By: Robert Curry
June 6, 2016
t is a remarkable fact, though little noticed, that we no longer conduct our politics in the language of the Founders. What that means is that we no longer think politically in their terms.
Take for example the Founders on our rights. George Washington wrote that the American Founding occurred during a time “when the rights of mankind were better understood and more clearly defined than at any former period.” That new understanding of our rights is what the Founding is all about.
But do we today remember what the Founders knew?
The Declaration of Independence declared that we have “unalienable rights.” It went on to issue a challenge to the legitimacy of every government then in existence, declaring that securing these unalienable rights is the very purpose of government (“…to secure these rights, Governments are instituted among Men…”).
Unalienable rights are at the core of the Founding. Yet except for ritual observances on special occasions, have you noticed that unalienable rights have largely gone missing from American politics? In day-to-day politics constitutional rights are often invoked, but very rarely or almost never unalienable rights. Though familiar in one sense, the term “unalienable rights” has the unfamiliarity of a special item only brought out for special occasions.
For example, I listened to our rights being discussed on talk radio recently. The topic was billboards with this message: “In the beginning, God created…” Evidently, some atheists and others were objecting to the message on the billboards, even claiming it needed to be suppressed because it was “hate speech.” The host of the show defended the people who had posted the message, claiming they had a constitutional right to post the message. Because he believed he was fighting the good fight, we can appreciate his good intentions. But was he fighting for our rights on the right ground?

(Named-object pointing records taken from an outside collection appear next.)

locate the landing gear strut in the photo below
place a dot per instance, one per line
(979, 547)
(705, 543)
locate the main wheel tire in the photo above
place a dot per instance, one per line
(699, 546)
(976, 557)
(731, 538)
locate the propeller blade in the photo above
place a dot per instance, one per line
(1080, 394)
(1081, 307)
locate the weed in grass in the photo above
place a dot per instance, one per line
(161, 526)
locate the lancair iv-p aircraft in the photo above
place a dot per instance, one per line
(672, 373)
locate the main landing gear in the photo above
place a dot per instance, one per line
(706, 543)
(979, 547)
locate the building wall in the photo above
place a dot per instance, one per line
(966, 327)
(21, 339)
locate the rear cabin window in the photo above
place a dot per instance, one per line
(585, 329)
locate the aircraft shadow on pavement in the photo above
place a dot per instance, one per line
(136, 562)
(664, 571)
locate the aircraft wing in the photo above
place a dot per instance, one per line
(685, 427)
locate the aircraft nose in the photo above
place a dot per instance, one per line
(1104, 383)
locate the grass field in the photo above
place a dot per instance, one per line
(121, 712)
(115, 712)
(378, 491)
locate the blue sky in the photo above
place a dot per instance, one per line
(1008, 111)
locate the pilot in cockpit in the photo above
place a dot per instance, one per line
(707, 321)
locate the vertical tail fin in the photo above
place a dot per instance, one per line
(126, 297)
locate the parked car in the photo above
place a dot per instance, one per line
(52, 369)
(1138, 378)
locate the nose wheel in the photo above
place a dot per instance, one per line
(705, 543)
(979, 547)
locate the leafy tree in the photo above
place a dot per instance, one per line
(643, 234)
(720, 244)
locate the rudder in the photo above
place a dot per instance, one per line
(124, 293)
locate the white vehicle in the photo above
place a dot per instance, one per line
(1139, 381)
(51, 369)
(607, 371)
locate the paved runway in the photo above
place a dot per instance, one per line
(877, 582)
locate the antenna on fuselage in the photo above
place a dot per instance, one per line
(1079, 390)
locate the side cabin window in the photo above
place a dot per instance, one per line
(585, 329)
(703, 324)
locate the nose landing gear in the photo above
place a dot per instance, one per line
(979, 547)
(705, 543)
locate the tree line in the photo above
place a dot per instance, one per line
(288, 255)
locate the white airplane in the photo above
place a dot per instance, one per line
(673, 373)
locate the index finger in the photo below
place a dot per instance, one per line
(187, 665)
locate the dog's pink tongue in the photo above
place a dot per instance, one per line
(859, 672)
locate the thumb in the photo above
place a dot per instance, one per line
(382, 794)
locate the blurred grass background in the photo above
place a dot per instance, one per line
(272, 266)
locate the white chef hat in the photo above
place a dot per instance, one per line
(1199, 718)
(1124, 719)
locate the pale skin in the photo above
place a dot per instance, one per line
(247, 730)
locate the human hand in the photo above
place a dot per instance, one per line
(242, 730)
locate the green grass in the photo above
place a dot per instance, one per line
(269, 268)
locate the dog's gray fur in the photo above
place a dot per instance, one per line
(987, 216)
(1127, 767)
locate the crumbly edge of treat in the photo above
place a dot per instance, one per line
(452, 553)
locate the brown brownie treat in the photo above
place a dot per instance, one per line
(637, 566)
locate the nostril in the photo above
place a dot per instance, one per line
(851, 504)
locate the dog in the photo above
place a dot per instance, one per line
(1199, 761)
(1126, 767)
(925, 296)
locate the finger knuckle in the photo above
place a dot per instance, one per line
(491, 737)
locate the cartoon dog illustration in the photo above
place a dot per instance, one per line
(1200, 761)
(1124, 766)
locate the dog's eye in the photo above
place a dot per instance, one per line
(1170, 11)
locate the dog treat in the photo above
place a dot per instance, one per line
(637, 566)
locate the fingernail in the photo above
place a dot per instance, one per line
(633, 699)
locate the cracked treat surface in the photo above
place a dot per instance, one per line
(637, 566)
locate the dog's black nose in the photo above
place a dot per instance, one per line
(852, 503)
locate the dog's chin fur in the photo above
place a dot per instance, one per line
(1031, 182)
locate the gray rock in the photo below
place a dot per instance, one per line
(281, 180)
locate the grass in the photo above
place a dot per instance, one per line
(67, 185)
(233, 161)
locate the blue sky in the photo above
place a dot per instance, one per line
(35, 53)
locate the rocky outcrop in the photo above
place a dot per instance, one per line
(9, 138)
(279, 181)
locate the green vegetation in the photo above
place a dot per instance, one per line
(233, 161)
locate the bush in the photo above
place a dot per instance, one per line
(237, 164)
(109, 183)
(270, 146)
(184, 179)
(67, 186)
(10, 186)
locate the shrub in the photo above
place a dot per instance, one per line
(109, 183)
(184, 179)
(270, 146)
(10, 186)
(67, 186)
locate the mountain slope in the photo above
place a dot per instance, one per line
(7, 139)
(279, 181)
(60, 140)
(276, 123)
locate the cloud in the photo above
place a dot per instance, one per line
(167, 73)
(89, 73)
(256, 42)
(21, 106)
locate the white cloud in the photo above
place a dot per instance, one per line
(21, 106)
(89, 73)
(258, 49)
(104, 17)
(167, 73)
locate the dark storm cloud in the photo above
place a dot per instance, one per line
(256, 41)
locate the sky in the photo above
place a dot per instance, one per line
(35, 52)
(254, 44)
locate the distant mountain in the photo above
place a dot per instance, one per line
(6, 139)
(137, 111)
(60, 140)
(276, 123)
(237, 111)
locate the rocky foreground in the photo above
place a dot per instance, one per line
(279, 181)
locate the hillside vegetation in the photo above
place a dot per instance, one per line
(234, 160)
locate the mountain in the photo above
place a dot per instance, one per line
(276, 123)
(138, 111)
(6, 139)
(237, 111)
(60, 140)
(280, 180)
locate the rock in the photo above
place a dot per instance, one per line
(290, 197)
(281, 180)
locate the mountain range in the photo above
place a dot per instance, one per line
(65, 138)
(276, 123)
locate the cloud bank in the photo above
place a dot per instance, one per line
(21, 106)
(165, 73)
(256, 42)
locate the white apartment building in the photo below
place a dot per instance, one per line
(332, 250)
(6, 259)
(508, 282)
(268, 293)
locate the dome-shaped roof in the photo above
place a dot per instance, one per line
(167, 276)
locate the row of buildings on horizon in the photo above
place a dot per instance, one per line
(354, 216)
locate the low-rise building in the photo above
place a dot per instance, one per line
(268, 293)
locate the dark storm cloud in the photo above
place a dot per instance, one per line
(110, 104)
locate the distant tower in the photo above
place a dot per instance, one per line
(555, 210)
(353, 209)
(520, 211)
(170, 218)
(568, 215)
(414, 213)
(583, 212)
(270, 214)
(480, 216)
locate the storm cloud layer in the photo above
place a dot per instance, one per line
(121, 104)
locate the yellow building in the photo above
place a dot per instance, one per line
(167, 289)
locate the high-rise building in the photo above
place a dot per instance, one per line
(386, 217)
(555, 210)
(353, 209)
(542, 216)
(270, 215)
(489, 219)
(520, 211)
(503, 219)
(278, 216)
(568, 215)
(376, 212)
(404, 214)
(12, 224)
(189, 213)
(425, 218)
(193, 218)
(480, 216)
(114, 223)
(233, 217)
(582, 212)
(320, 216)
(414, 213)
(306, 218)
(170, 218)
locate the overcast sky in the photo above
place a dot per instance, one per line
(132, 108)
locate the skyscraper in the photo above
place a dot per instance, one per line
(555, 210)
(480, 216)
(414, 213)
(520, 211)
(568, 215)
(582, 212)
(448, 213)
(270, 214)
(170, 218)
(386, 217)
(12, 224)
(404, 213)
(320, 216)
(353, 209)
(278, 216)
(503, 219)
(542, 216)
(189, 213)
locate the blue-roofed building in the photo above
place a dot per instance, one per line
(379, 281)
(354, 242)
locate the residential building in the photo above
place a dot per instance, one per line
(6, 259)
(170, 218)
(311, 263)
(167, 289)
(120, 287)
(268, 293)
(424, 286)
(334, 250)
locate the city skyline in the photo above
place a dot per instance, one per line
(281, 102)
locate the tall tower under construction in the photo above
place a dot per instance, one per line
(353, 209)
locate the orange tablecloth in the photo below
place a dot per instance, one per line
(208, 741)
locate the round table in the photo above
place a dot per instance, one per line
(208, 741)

Not according to the Founders.
If the talk show host had been Thomas Jefferson he would have said they had an unalienable right to post their message.
But why not call it a constitutional right? Don’t we derive our right to freedom of speech from the Constitution, specifically from the First Amendment?
To get to the correct answer to this question, we need to remember what the Constitution does. It defines how the federal government is to function—and the very purpose of government, according to the Founders, is to secure our unalienable rights. Consequently, unalienable rights are senior to, on a higher level than, even the Constitution itself. The sequence in logic goes like this:
• Unalienable Rights first
• Then the Constitution: the Framers’ (brilliant) design for a government to fulfill the purpose of government by securing our unalienable rights.
The Constitution is all about defining and dispersing the powers of government. It is fundamentally a design for limiting the government, limiting it precisely in order to secure our unalienable rights from people in government who would try to violate our rights. As Jefferson said, “let no more be heard of confidence in man, but bind him down from mischief by the chains of the Constitution.”
Now take a look at the First Amendment. Notice how it begins: “Congress shall make no law…abridging the freedom of speech, or of the press…” No right is here granted to the citizen. The First Amendment, carefully written by James Madison, follows the logic of the Constitution as a whole; it restricts what government, in this case Congress, can do.
The Constitution is not the source of our right to freedom of speech. It cannot be because freedom of speech is an unalienable right. What the First Amendment can do is recognize that already existing unalienable right by forbidding the government from abridging it. And that is precisely what it does.
Consequently, according to the Founders, the people who posted the message on the billboards do not have a constitutional right to freedom of speech. They have, and we have, an unalienable right to freedom of speech, specially protected by a specific Constitutional limitation on the power of government.